Integrate with Sentence Transformers v5.4

#1
by tomaarsen HF Staff - opened

Hello!

Preface

Congratulations on your #1 on MAEB!
For context, Sentence Transformers recently added multimodality support (https://huggingface.co/blog/multimodal-sentence-transformers), and I'd love to incorporate your models into the suite of supported models.

Pull Request overview

  • Integrate this model as a Sentence Transformers SentenceTransformer (targeting v5.4)

Details

This PR adds the configuration files needed to load this model directly as a SentenceTransformer via Sentence Transformers. The model uses a feature-extraction Transformer with ["hidden_states", -1] output extraction (since Qwen2_5OmniThinkerForConditionalGeneration returns hidden_states rather than last_hidden_state), followed by last-token pooling and L2 normalization to produce 2048-dimensional embeddings.

The paper's instruction suffix ("Summarize the above <modality> in one word:") is baked into a dedicated Sentence Transformers chat template (additional_chat_templates/sentence_transformers.jinja), so model.encode() takes plain text or multimodal dicts without any manual formatting.
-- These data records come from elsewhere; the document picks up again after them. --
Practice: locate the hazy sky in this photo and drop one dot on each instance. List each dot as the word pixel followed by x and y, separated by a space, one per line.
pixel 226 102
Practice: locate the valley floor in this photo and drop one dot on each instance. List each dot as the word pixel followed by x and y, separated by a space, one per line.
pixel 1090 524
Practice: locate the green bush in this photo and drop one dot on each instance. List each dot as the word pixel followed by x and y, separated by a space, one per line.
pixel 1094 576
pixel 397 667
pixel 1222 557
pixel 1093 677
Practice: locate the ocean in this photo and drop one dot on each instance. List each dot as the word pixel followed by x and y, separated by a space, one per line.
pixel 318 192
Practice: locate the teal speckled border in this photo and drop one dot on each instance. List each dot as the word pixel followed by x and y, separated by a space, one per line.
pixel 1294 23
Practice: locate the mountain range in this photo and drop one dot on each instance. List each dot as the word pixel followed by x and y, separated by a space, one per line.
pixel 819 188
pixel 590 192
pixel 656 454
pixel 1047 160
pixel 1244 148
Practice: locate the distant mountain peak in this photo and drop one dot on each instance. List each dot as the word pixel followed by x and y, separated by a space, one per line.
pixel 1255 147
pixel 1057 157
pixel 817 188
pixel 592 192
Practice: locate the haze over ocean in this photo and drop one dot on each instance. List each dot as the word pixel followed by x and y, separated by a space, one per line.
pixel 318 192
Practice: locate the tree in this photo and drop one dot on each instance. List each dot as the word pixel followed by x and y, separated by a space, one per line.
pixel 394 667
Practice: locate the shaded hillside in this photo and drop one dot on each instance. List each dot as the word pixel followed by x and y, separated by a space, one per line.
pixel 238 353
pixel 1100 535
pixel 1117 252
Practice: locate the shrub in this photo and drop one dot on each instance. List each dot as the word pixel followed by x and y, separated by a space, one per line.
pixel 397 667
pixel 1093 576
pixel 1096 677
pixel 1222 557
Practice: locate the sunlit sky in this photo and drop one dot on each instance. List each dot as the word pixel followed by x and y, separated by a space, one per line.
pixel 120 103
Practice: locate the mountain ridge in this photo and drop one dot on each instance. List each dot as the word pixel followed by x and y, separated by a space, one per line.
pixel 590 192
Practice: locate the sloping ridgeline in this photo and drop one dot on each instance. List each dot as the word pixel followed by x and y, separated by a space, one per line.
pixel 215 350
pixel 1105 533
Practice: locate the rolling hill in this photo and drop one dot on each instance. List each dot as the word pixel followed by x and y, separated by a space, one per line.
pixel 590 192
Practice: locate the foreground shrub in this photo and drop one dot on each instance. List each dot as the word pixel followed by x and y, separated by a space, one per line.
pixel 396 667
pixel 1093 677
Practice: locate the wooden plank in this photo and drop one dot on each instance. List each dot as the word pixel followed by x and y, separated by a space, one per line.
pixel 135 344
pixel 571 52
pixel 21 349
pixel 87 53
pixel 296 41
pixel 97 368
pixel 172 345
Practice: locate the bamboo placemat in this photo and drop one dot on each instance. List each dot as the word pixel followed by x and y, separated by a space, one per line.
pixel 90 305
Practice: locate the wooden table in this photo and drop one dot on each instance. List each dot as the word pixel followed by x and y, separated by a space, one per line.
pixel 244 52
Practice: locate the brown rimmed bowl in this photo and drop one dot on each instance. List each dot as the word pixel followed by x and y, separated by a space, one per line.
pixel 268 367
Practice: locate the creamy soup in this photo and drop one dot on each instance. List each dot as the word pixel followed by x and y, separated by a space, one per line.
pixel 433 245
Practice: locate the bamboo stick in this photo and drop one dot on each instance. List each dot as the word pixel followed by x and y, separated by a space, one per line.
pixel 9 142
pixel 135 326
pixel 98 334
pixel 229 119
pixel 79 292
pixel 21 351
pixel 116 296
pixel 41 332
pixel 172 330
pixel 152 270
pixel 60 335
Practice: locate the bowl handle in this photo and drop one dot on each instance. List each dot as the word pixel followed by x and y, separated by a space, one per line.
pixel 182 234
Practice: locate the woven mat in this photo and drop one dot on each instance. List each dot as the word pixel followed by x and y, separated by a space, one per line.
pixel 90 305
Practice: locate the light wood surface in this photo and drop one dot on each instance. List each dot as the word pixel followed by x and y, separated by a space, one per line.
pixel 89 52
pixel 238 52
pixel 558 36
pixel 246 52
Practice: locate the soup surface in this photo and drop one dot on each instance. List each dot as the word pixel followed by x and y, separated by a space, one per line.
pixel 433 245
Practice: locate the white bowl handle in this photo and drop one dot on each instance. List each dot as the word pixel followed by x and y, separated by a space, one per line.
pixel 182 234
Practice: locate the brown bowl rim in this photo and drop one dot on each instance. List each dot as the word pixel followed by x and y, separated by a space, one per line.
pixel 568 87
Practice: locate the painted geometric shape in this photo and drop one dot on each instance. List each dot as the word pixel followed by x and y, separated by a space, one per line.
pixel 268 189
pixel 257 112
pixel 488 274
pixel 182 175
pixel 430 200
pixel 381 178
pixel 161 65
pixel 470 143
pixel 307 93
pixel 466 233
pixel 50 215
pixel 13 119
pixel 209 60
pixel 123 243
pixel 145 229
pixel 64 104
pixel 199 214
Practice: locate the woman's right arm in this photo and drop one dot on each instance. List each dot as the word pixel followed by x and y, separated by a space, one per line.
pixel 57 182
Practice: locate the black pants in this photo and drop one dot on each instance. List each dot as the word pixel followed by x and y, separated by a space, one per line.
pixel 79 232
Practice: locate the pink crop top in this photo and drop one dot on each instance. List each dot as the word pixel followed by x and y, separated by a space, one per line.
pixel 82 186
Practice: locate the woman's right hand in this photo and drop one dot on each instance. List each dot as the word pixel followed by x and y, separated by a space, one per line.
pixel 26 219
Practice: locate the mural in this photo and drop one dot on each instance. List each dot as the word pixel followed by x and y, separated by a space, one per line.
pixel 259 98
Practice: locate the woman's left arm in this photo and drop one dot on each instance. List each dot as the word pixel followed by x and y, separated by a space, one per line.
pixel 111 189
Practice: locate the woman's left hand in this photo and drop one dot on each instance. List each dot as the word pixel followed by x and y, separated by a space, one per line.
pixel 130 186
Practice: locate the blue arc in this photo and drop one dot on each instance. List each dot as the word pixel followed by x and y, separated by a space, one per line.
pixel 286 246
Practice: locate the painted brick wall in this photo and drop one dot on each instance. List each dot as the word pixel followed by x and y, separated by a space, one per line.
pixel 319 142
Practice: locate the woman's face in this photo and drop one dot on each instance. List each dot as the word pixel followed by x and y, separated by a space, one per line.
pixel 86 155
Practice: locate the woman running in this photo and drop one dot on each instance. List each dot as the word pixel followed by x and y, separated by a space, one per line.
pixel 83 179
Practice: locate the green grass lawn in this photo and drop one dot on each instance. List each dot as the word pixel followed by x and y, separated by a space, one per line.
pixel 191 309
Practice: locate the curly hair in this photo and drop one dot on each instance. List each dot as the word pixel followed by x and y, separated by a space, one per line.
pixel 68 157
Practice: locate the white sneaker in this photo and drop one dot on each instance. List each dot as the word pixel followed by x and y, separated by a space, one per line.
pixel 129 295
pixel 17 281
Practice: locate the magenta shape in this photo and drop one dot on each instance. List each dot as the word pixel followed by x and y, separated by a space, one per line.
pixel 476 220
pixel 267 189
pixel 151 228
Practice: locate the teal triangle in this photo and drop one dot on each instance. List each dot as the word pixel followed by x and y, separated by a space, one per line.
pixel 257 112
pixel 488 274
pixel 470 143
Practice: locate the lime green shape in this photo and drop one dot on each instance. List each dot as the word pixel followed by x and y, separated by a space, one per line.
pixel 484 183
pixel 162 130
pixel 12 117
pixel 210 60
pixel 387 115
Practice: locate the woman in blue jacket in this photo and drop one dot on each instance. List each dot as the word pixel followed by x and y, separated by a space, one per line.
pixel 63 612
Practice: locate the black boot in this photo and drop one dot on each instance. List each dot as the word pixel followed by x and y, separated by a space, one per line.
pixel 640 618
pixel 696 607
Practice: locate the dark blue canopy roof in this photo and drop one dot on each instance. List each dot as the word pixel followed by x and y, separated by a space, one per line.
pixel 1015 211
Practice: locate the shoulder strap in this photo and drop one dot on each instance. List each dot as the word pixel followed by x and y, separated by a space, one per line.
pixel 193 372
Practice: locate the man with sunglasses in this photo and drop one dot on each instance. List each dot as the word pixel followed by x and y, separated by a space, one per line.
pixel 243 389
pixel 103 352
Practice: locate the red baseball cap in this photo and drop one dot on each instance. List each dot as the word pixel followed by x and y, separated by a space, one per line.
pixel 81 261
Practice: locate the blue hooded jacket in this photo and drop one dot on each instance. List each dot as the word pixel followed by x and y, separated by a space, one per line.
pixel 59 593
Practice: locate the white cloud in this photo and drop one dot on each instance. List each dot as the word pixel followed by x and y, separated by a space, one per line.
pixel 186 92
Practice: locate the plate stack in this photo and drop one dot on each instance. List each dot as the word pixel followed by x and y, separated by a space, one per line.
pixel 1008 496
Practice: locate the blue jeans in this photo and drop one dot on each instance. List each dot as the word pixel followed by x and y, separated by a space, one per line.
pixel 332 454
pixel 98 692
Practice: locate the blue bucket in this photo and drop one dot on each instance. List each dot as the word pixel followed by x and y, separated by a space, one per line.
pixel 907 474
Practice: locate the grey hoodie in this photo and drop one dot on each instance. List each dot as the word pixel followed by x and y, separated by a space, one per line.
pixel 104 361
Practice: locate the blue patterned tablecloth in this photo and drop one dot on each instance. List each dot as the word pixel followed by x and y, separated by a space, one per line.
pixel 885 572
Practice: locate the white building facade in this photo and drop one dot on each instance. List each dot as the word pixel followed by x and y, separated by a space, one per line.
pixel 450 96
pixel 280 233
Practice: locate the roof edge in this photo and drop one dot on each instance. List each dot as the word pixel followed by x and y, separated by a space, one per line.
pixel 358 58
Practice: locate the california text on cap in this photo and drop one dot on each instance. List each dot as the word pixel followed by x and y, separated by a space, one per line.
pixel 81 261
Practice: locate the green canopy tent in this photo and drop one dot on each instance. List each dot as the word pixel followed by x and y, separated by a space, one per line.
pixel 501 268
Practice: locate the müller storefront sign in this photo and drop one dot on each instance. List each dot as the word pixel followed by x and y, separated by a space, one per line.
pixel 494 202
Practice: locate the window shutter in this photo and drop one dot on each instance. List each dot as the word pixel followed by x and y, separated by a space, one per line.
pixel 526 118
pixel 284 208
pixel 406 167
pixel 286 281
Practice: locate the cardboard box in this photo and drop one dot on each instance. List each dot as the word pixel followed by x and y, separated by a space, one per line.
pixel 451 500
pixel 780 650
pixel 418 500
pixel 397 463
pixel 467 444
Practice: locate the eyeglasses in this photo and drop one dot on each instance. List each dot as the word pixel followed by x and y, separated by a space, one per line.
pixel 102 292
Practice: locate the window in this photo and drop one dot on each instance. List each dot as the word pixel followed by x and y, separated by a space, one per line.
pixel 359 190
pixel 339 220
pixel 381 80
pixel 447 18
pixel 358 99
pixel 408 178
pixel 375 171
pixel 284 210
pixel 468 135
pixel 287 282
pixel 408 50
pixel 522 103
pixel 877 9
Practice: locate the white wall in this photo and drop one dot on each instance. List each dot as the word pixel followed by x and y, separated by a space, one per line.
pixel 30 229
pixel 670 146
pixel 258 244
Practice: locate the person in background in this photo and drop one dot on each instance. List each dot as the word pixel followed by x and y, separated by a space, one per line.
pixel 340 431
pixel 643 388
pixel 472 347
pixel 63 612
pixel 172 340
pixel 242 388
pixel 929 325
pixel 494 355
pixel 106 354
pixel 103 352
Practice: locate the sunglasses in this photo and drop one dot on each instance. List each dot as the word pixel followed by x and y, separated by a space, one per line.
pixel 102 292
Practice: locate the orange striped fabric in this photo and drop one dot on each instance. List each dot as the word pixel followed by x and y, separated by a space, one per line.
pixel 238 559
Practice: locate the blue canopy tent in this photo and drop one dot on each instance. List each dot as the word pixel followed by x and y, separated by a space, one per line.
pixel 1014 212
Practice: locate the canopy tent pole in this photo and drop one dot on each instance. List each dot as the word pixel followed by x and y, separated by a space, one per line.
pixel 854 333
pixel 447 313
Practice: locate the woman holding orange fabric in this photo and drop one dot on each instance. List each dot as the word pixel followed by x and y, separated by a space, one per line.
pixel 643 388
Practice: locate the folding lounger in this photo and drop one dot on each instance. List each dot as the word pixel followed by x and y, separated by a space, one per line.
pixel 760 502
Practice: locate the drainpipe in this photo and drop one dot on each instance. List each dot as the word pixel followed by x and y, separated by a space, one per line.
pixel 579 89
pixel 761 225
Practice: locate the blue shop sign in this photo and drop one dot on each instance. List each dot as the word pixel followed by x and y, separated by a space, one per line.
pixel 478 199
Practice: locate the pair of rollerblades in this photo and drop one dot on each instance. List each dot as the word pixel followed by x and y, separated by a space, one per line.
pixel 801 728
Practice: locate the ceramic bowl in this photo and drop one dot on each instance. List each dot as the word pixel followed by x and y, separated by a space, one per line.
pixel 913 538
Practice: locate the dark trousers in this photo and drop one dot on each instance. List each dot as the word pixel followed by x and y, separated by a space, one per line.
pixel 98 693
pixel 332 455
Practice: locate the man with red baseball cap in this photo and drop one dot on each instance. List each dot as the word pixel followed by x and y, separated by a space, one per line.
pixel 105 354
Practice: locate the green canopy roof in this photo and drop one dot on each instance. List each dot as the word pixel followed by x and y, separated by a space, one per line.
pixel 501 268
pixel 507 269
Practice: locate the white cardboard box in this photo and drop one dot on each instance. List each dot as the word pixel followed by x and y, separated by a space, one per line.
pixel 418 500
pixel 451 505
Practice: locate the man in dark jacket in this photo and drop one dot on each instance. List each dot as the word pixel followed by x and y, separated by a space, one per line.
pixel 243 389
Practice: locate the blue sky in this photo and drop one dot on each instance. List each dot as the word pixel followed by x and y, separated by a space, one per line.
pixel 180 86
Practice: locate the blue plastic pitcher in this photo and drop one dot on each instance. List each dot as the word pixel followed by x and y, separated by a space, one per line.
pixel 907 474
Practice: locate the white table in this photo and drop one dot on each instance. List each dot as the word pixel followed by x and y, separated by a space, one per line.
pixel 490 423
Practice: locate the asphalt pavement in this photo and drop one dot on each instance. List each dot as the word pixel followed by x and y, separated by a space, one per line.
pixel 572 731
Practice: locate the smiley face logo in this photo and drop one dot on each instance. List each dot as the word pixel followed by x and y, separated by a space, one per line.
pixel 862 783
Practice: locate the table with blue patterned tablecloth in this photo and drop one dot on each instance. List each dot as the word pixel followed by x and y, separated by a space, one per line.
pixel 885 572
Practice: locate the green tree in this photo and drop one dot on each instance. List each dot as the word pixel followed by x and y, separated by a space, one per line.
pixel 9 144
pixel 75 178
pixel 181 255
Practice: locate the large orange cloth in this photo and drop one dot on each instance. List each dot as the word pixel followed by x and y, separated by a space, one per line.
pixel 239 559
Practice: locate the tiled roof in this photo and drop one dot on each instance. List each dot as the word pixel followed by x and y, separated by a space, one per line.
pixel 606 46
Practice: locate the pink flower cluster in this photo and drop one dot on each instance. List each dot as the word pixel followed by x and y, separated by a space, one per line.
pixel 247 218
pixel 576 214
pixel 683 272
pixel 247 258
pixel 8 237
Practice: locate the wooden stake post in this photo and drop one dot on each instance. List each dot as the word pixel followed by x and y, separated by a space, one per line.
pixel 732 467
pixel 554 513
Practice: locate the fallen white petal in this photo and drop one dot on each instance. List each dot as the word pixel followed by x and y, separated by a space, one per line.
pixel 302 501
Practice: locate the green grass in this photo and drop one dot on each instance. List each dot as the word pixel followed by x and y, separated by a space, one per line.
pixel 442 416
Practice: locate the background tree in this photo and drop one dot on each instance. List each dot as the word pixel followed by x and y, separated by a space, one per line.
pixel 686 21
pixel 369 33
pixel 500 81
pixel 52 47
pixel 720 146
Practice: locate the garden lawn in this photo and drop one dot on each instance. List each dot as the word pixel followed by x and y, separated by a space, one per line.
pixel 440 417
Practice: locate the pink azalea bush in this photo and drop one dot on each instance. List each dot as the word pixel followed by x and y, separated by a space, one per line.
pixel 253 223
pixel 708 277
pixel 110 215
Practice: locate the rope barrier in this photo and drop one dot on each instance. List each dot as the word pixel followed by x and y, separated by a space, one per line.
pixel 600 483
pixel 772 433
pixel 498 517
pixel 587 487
Because the upstream qwen2_5_omni_thinker model type is shipped in transformers but not registered in AutoConfig, a two-line modeling_lco_omni.py re-exports Qwen2_5OmniThinkerConfig and Qwen2_5OmniThinkerForConditionalGeneration from transformers. An auto_map entry in config.json points at these re-exports so AutoConfig/AutoModel resolve correctly when trust_remote_code=True is set. The original model_type and architectures values are preserved, since auto_map takes precedence during loading when trust_remote_code=True.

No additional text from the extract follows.